I'm new to this forum, but hope to add value since my area of expertise (credit repair) benefits real estate investors and seems to be neglected in this community.

On October 23rd, the Federal Trade Commission and 24 state agencies today announced a crackdown on 33 operations that deceptively claim they can remove negative information from consumers' credit reports, even if that information is accurate and timely. Click here for the full article.

I'm curious to know your position on credit repair. Do you believe in it's benefits? Do you believe it's legal? What experiences have you had? Do you use it in your business? How?


Real Estate Consultant · San Antonio, Texas


I'm curious to know your position on credit repair


I think it can be useful & effective to a certain degree however I feel that most making outlandish claims are just cons.

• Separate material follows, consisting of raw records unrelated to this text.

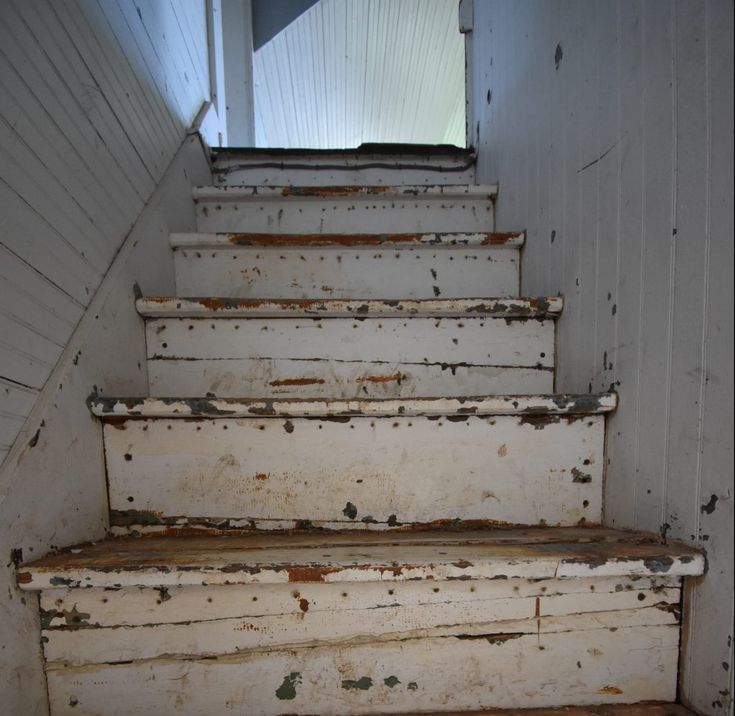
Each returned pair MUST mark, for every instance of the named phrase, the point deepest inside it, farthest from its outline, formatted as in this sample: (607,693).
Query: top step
(346,209)
(368,165)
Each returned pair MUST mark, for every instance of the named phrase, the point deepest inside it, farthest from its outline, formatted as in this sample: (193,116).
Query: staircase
(375,502)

Do you believe in it's benefits?


Yes, but

Tell us what some of those benifits are from your perspecive?

Do you use it in your business? How?


Personally I view credit alot like my drivers licence you can catch me speeding but I'm still going to contest it in court!

I believe the most effective credit repair is in paying down & off all old debts as well as maintaining active trade lines.

How I use it in my own business is through corperations I develope new lines of credit.

& welcome to the BP community!


Real Estate Investor · Indiana, Indiana


Very interesting..... I was one of those who nearly hired Tracy Ballard's company back in my seminar koolaid drinking days.


Developer · Pearland, Texas


The guy I use for clients is VERY effective and his costs are 595-695 for individual and 895-995 for a couple flat fee.. (he does not just do the online electronic disputes..He actually challenges many of the credits to PROVE up their claim in documentation and not just challenging their electronic communication, they have been very thorough.) I have seen him take less on really simple fixes too.

The thing I love about my guy is that if he is not confident he can improve their score enough for them to qualify for a loan he WILL NOT take their money at all...

I am sure you operate with the same integrity tell me about your biz.


BTW TIM : I too would never pay the 3-4K that Tracy Ballard charges that is a complete over charge.



Lee Common wrote: I think it can be useful & effective to a certain degree however I feel that most [credit repair companies] making outlandish claims are just cons. [...] Personally I view credit alot like my drivers license you can catch me speeding but I'm still going to contest it in court! [...] I believe the most effective credit repair is in paying down & off all old debts as well as maintaining active trade lines.

Preach it, brutha! Very few consumers can plausibly claim that their situation is being erroneously stated. A very small minority have derogs that are truly not theirs; everyone else earned their credit score.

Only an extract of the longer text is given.